Ausdrücklich wird in dem Schreiben erläutert, dass die Erklärung der Glaubensbehörde vom 22. Februar 2021, die Segnungen von gleichgeschlechtlichen Paaren noch grundsätzlich ausschloss, nun weiterentwickelt werde.
Zugleich wird in dem Dokument betont, dass katholische Geistliche, die derartige Segnungen nun aussprechen dürfen, jegliche Verwechslung mit einer kirchlichen Eheschließung vermeiden sollen. Die katholische Lehre, wonach die sexuelle Vereinigung nur innerhalb einer Ehe von Mann und Frau erlaubt sei, bleibe unverändert. Auch dürfe die Segnung nicht in einem gottesdienstlichen Rahmen erfolgen, denn eine solche liturgische Segnung würde voraussetzen, dass die gesegnete Verbindung dem Plan Gottes in seiner Schöpfung entspreche.
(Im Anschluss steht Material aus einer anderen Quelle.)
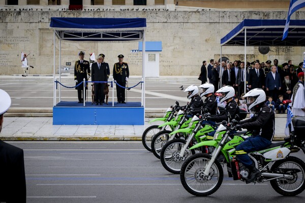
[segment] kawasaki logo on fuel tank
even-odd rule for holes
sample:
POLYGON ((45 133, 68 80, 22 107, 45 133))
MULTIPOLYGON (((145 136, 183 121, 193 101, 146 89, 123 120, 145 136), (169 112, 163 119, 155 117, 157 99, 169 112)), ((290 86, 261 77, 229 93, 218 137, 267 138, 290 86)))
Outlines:
POLYGON ((233 145, 237 145, 237 144, 238 144, 239 143, 242 143, 242 141, 240 140, 239 142, 238 142, 238 143, 228 143, 228 145, 229 145, 229 146, 233 146, 233 145))

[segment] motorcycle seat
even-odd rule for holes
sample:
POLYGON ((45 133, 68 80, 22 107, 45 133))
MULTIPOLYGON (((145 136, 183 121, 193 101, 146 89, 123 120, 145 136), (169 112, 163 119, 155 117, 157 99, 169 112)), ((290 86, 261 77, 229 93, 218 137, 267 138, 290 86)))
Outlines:
POLYGON ((285 141, 280 141, 280 142, 272 142, 272 143, 271 143, 271 145, 269 145, 269 146, 268 147, 268 149, 276 147, 278 147, 279 146, 284 145, 284 144, 285 143, 286 143, 285 141))

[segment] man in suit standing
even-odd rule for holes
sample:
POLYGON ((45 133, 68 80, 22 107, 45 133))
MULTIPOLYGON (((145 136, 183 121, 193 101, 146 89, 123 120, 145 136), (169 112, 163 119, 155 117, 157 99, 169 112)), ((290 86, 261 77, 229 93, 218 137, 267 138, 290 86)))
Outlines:
MULTIPOLYGON (((4 114, 11 106, 11 97, 0 89, 0 132, 4 114)), ((24 203, 26 189, 23 150, 0 140, 0 202, 24 203)))
POLYGON ((210 63, 207 65, 207 77, 208 78, 209 82, 211 82, 213 75, 212 74, 212 69, 214 64, 214 59, 210 59, 210 63))
POLYGON ((278 91, 281 90, 282 83, 281 76, 277 73, 277 66, 272 65, 271 71, 266 76, 266 91, 267 96, 278 98, 278 91))
POLYGON ((202 65, 201 65, 201 68, 200 69, 200 75, 199 75, 199 78, 201 81, 201 85, 207 82, 206 78, 206 67, 205 67, 205 65, 206 65, 206 61, 204 60, 202 61, 202 65))
POLYGON ((254 69, 249 72, 248 77, 248 87, 250 89, 262 88, 265 87, 265 74, 264 71, 260 67, 259 63, 255 62, 254 69))
POLYGON ((232 87, 235 86, 235 72, 231 69, 231 64, 230 63, 227 63, 227 70, 224 71, 222 76, 223 86, 230 85, 232 87))
POLYGON ((117 56, 118 62, 114 63, 113 65, 113 80, 116 83, 116 97, 117 103, 126 104, 125 102, 125 87, 126 82, 128 81, 129 78, 129 69, 127 63, 123 62, 124 56, 120 54, 117 56))
POLYGON ((245 89, 245 62, 242 61, 240 63, 240 69, 238 69, 236 80, 235 82, 235 86, 238 88, 238 97, 240 97, 240 95, 244 92, 245 89))
MULTIPOLYGON (((92 64, 92 76, 93 81, 107 81, 107 69, 109 69, 107 63, 104 62, 105 55, 101 54, 98 57, 98 62, 92 64)), ((104 83, 95 83, 94 91, 95 94, 95 104, 103 105, 105 101, 105 94, 104 94, 104 88, 105 84, 104 83)), ((107 84, 107 83, 106 83, 107 84)))
MULTIPOLYGON (((87 74, 90 77, 90 63, 87 60, 84 60, 85 52, 80 51, 78 53, 79 60, 75 61, 74 64, 74 82, 76 82, 75 85, 77 85, 83 81, 84 78, 85 81, 88 80, 87 74)), ((85 90, 88 89, 88 84, 86 84, 85 90)), ((86 91, 85 91, 85 98, 82 98, 83 95, 83 84, 75 87, 77 90, 77 97, 78 97, 78 103, 82 103, 84 99, 86 100, 86 91)))

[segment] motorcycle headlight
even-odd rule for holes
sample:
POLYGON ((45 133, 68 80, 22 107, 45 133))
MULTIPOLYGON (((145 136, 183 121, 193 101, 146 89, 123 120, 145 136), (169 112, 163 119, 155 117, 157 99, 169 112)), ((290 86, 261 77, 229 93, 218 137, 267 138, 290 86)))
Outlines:
POLYGON ((189 124, 189 127, 192 127, 192 125, 193 125, 193 122, 191 122, 190 123, 190 124, 189 124))
POLYGON ((215 134, 214 134, 214 137, 213 137, 213 140, 215 140, 217 139, 217 138, 218 138, 219 136, 219 132, 215 132, 215 134))

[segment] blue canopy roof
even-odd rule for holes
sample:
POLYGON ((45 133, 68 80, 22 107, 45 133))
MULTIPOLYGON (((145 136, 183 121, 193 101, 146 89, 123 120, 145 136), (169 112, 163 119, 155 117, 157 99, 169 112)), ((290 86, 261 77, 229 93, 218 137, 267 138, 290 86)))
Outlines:
POLYGON ((286 20, 243 20, 221 39, 221 46, 305 45, 305 20, 291 20, 288 36, 282 41, 286 20))
POLYGON ((50 27, 58 38, 65 40, 140 40, 146 28, 146 19, 52 17, 50 27))

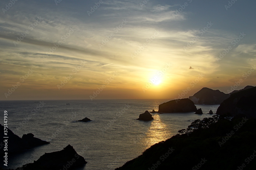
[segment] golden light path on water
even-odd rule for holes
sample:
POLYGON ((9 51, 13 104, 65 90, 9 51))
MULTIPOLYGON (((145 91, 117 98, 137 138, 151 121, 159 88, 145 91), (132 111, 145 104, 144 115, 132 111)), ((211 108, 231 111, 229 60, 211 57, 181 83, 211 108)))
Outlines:
POLYGON ((154 120, 152 121, 146 133, 146 136, 141 141, 146 147, 146 148, 170 137, 170 133, 167 132, 170 129, 168 129, 166 125, 161 121, 159 114, 156 114, 153 117, 154 120))

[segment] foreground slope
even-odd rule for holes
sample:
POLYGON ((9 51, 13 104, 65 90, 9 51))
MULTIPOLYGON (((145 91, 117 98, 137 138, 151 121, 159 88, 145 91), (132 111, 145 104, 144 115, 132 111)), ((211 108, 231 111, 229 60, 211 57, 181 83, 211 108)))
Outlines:
POLYGON ((193 131, 179 131, 188 133, 155 144, 116 169, 236 169, 243 164, 255 169, 256 160, 247 158, 256 149, 256 120, 220 117, 196 120, 193 131))

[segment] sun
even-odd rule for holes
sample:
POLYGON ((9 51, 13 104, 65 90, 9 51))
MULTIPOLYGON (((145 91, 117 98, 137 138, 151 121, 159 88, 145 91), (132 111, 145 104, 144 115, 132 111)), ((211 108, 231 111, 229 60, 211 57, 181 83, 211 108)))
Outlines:
POLYGON ((161 81, 161 80, 160 79, 158 79, 158 80, 156 80, 153 83, 153 84, 154 84, 154 85, 157 86, 160 84, 162 82, 162 81, 161 81))

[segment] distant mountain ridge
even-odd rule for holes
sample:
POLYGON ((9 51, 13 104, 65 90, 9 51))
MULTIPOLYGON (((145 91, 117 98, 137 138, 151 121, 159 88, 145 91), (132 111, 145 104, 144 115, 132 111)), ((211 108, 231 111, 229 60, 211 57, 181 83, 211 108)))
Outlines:
POLYGON ((219 90, 215 90, 204 87, 193 96, 189 96, 188 98, 196 104, 220 104, 231 94, 253 87, 251 86, 247 86, 242 89, 234 90, 228 94, 225 93, 219 90))
POLYGON ((242 114, 256 118, 256 87, 237 92, 224 100, 217 110, 217 114, 242 114))

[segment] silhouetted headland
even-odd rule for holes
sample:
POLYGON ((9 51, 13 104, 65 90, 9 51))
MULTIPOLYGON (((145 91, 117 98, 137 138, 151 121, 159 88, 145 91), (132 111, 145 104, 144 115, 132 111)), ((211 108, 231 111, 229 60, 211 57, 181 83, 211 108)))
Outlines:
POLYGON ((34 161, 34 163, 27 164, 16 169, 69 169, 87 163, 84 159, 78 154, 70 145, 63 149, 59 151, 45 153, 37 161, 34 161))

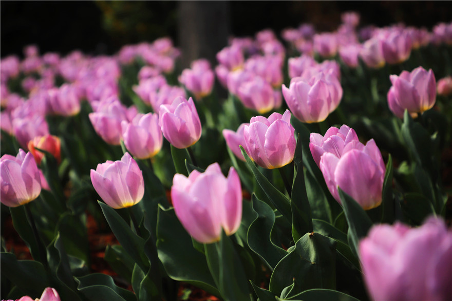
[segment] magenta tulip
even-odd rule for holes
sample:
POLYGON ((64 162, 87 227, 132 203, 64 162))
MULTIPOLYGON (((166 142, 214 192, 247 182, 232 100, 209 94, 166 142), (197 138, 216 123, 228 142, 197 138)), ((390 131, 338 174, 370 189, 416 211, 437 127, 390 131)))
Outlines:
POLYGON ((276 168, 289 164, 295 154, 294 132, 289 110, 283 115, 275 112, 268 119, 263 116, 251 118, 250 125, 243 129, 250 157, 266 168, 276 168))
POLYGON ((218 241, 222 228, 231 235, 240 226, 242 191, 234 167, 230 168, 227 178, 217 163, 209 165, 202 173, 193 171, 188 178, 176 174, 171 198, 182 225, 199 242, 218 241))
POLYGON ((159 116, 139 114, 130 123, 121 123, 124 144, 138 159, 152 158, 160 152, 163 142, 159 126, 159 116))
POLYGON ((405 109, 412 116, 431 108, 436 100, 436 81, 433 71, 422 67, 399 76, 389 77, 392 86, 388 92, 388 104, 394 114, 403 118, 405 109))
POLYGON ((374 225, 359 255, 373 300, 452 299, 452 231, 442 219, 431 217, 414 228, 374 225))
POLYGON ((238 127, 236 132, 225 128, 223 130, 223 137, 226 140, 228 146, 237 158, 242 161, 245 161, 245 158, 242 155, 239 145, 243 147, 247 153, 248 153, 247 150, 247 144, 245 142, 245 137, 243 136, 243 130, 245 129, 245 126, 249 125, 249 123, 242 123, 238 127))
POLYGON ((17 207, 37 198, 41 193, 39 170, 31 153, 22 149, 16 157, 0 158, 0 201, 9 207, 17 207))
POLYGON ((162 105, 159 124, 163 136, 175 147, 185 148, 201 137, 201 121, 192 98, 177 98, 171 105, 162 105))
POLYGON ((121 161, 98 164, 91 170, 91 181, 101 198, 115 209, 133 206, 144 194, 142 172, 128 153, 121 161))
Für den Empfang eines Segens außerhalb eines Gottesdienstes müssten aber nicht dieselben moralischen Voraussetzungen gefordert werden wie für den Empfang eines Sakraments. Wer einen Segen erbitte "zeigt, dass er der heilbringenden Gegenwart Gottes in seiner Geschichte bedarf".
Weiter heißt es in dem Text, dass Menschen, die in einer Verbindung außerhalb der Ehe zusammenleben, darum bitten können, dass "alles, was in ihrem Leben und ihren Beziehungen wahr, gut und menschlich gültig ist", durch die Gegenwart des Heiligen Geistes gefördert werde.
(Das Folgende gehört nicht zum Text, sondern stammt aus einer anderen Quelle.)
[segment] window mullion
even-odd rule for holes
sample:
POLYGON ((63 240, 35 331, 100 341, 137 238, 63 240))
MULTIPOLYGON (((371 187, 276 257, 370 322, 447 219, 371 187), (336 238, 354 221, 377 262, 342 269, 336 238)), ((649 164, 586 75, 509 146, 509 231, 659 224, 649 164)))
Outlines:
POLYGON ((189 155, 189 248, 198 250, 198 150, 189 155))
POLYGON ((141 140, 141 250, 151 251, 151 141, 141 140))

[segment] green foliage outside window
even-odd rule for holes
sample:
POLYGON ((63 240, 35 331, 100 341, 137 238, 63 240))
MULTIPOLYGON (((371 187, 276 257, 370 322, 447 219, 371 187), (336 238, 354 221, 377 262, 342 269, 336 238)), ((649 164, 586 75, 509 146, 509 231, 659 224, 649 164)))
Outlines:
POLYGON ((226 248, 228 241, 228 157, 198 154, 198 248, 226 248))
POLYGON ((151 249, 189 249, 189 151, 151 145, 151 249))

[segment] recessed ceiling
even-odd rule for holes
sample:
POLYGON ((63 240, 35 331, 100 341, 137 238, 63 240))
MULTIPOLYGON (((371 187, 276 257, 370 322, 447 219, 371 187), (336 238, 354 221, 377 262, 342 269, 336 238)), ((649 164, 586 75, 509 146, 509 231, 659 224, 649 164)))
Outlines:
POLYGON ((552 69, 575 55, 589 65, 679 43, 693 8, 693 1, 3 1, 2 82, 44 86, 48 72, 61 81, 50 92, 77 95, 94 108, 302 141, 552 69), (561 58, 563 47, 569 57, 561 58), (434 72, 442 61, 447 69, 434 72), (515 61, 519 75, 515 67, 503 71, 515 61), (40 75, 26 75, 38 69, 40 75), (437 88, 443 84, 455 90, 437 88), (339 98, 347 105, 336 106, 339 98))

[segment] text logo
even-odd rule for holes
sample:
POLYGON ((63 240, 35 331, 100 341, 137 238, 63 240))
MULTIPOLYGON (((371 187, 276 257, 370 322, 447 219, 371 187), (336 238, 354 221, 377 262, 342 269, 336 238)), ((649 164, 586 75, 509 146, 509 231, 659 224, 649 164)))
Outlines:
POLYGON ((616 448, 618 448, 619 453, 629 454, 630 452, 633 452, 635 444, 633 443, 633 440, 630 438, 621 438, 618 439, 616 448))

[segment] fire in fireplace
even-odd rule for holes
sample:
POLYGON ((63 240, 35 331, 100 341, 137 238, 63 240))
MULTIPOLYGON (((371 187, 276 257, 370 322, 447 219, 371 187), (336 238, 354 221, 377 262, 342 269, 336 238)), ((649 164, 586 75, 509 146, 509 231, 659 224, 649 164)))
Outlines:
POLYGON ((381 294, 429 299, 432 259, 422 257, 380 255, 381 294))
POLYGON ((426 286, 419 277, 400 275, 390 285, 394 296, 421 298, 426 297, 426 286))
Mit Nachdruck mahnt das Dokument an, derartige Segnungen nicht zu formalisieren, sondern sie der praktischen Unterscheidung in den jeweiligen Situationen zu überlassen. In einem solchen Segensgebet könne ein Seelsorger all das erwähnen, was in einer Beziehung gut und legitim ist; etwa Frieden, Gesundheit, Geduld und gegenseitige Hilfe.
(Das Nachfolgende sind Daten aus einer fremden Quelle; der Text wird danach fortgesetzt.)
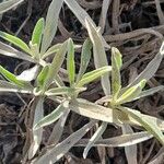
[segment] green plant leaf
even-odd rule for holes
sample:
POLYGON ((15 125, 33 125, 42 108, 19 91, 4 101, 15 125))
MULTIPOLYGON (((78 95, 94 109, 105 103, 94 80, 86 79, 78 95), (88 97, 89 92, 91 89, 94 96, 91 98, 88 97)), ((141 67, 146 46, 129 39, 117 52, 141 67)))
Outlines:
POLYGON ((60 160, 94 125, 95 120, 84 125, 81 129, 70 134, 66 140, 50 148, 45 154, 36 157, 35 164, 45 164, 47 161, 56 163, 60 160))
POLYGON ((52 54, 56 54, 61 47, 61 44, 57 44, 57 45, 54 45, 51 46, 44 55, 43 55, 43 59, 45 59, 46 57, 52 55, 52 54))
MULTIPOLYGON (((121 130, 124 134, 134 133, 132 128, 129 125, 122 125, 121 130)), ((138 152, 137 152, 137 144, 125 147, 125 153, 128 161, 128 164, 138 164, 138 152)))
POLYGON ((26 60, 26 61, 30 61, 30 62, 35 62, 35 60, 31 56, 28 56, 28 55, 26 55, 22 51, 19 51, 16 49, 14 49, 13 47, 11 47, 7 44, 3 44, 1 42, 0 42, 0 55, 4 55, 4 56, 8 56, 8 57, 26 60))
POLYGON ((116 104, 124 104, 136 99, 136 97, 138 97, 139 94, 142 92, 142 89, 144 87, 145 83, 147 81, 142 80, 137 85, 127 90, 125 93, 122 93, 122 95, 119 96, 119 98, 116 101, 116 104))
POLYGON ((31 82, 33 80, 36 80, 38 71, 39 71, 39 66, 35 65, 34 67, 24 70, 20 75, 16 75, 16 79, 25 82, 31 82))
MULTIPOLYGON (((95 68, 97 69, 101 67, 108 66, 105 48, 102 40, 102 35, 99 34, 99 32, 97 32, 94 24, 92 24, 89 20, 85 20, 85 24, 89 32, 89 36, 93 44, 93 56, 95 68)), ((109 74, 103 75, 101 82, 104 93, 106 95, 110 95, 109 74)))
POLYGON ((13 45, 15 45, 16 47, 21 48, 22 50, 24 50, 25 52, 31 55, 31 49, 30 47, 19 37, 10 35, 5 32, 0 31, 0 37, 2 37, 3 39, 12 43, 13 45))
POLYGON ((45 26, 45 20, 44 17, 42 17, 37 21, 32 34, 32 45, 36 44, 38 48, 42 42, 44 26, 45 26))
POLYGON ((63 0, 52 0, 47 12, 46 25, 43 35, 40 52, 44 54, 50 46, 55 34, 57 32, 59 13, 62 7, 63 0))
MULTIPOLYGON (((151 139, 153 136, 147 131, 121 134, 108 139, 99 139, 93 147, 129 147, 151 139)), ((89 139, 81 139, 75 147, 86 147, 89 139)))
POLYGON ((119 107, 120 110, 133 117, 139 121, 150 133, 152 133, 162 144, 164 144, 164 134, 159 127, 157 119, 154 121, 150 116, 142 115, 140 112, 128 107, 119 107))
POLYGON ((0 3, 0 14, 22 3, 24 0, 8 0, 0 3))
POLYGON ((81 87, 84 84, 87 84, 87 83, 94 81, 95 79, 97 79, 99 77, 103 77, 105 73, 108 73, 109 71, 112 71, 112 67, 110 66, 106 66, 106 67, 98 68, 98 69, 96 69, 94 71, 87 72, 77 83, 77 86, 81 87))
POLYGON ((16 75, 5 70, 2 66, 0 66, 0 73, 10 82, 16 84, 20 87, 32 87, 32 85, 28 82, 17 80, 16 75))
POLYGON ((121 89, 120 68, 122 66, 121 54, 115 47, 112 48, 112 92, 114 99, 121 89))
POLYGON ((39 74, 37 75, 36 83, 37 83, 37 87, 40 89, 40 90, 44 86, 45 79, 47 77, 47 72, 49 71, 49 67, 50 67, 49 65, 44 67, 42 69, 42 71, 39 72, 39 74))
POLYGON ((84 42, 83 47, 82 47, 80 70, 79 70, 75 83, 78 83, 81 80, 82 75, 86 71, 87 65, 89 65, 90 59, 91 59, 91 49, 92 49, 92 43, 87 38, 84 42))
POLYGON ((71 89, 71 87, 67 87, 67 86, 61 86, 61 87, 57 87, 57 89, 50 89, 48 91, 45 92, 45 95, 47 96, 51 96, 51 95, 62 95, 62 94, 72 94, 73 92, 79 93, 82 91, 85 91, 85 87, 75 87, 75 89, 71 89))
POLYGON ((40 119, 34 126, 34 130, 37 130, 45 126, 48 126, 48 125, 55 122, 56 120, 58 120, 63 115, 65 110, 68 109, 68 104, 69 104, 68 101, 65 101, 63 103, 61 103, 52 113, 50 113, 49 115, 47 115, 43 119, 40 119))
POLYGON ((95 131, 95 133, 92 136, 92 138, 89 140, 89 143, 86 144, 86 148, 83 152, 83 157, 86 159, 86 155, 90 151, 90 149, 94 145, 94 143, 102 137, 103 132, 107 128, 107 122, 102 122, 102 125, 98 127, 98 129, 95 131))
POLYGON ((164 86, 163 85, 142 91, 139 94, 139 96, 137 96, 133 101, 142 98, 142 97, 145 97, 145 96, 149 96, 149 95, 152 95, 152 94, 154 94, 156 92, 160 92, 160 91, 164 91, 164 86))
POLYGON ((119 114, 117 114, 120 116, 122 114, 117 109, 113 110, 112 108, 106 108, 80 98, 70 102, 69 107, 74 113, 78 113, 79 115, 82 115, 84 117, 115 124, 119 124, 116 113, 118 112, 119 114))
MULTIPOLYGON (((34 121, 33 127, 44 117, 44 97, 37 97, 35 98, 35 102, 33 103, 32 109, 35 110, 34 114, 34 121)), ((42 139, 43 139, 43 128, 39 128, 38 130, 32 131, 33 138, 32 143, 28 150, 28 159, 31 160, 37 152, 42 139)))
POLYGON ((71 38, 69 38, 68 40, 67 70, 70 86, 72 86, 74 84, 75 78, 75 63, 74 63, 74 46, 73 40, 71 38))
POLYGON ((50 144, 55 145, 55 144, 59 143, 59 140, 60 140, 62 132, 65 130, 65 125, 66 125, 67 118, 69 116, 69 113, 70 113, 69 109, 65 110, 63 115, 56 122, 56 125, 54 126, 54 129, 50 133, 50 137, 48 139, 47 145, 50 145, 50 144))
POLYGON ((15 84, 0 80, 0 92, 26 93, 33 94, 33 89, 21 89, 15 84))
POLYGON ((61 45, 60 49, 57 51, 56 56, 54 57, 52 62, 50 63, 49 71, 47 72, 47 78, 45 79, 45 82, 44 82, 45 89, 49 87, 51 82, 57 77, 57 73, 65 60, 67 48, 68 48, 68 40, 66 40, 61 45))

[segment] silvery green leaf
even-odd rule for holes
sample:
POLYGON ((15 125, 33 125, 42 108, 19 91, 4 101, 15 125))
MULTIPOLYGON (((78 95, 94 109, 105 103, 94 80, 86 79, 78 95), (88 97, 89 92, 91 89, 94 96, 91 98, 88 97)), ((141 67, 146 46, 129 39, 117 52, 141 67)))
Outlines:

Noch im Februar 2021 hatte die vatikanische Glaubensbehörde mitgeteilt, Segnungen homosexueller Paare seien in der katholischen Kirche nicht möglich. Laut geltender katholischer Lehre ist es zwar keine Sünde, homosexuell zu empfinden. Gleichgeschlechtliche intime Handlungen seien aber "in sich nicht in Ordnung". Das Ausleben der Sexualität sei der Ehe vorbehalten, die nur von einem Mann und einer Frau geschlossen werden könne.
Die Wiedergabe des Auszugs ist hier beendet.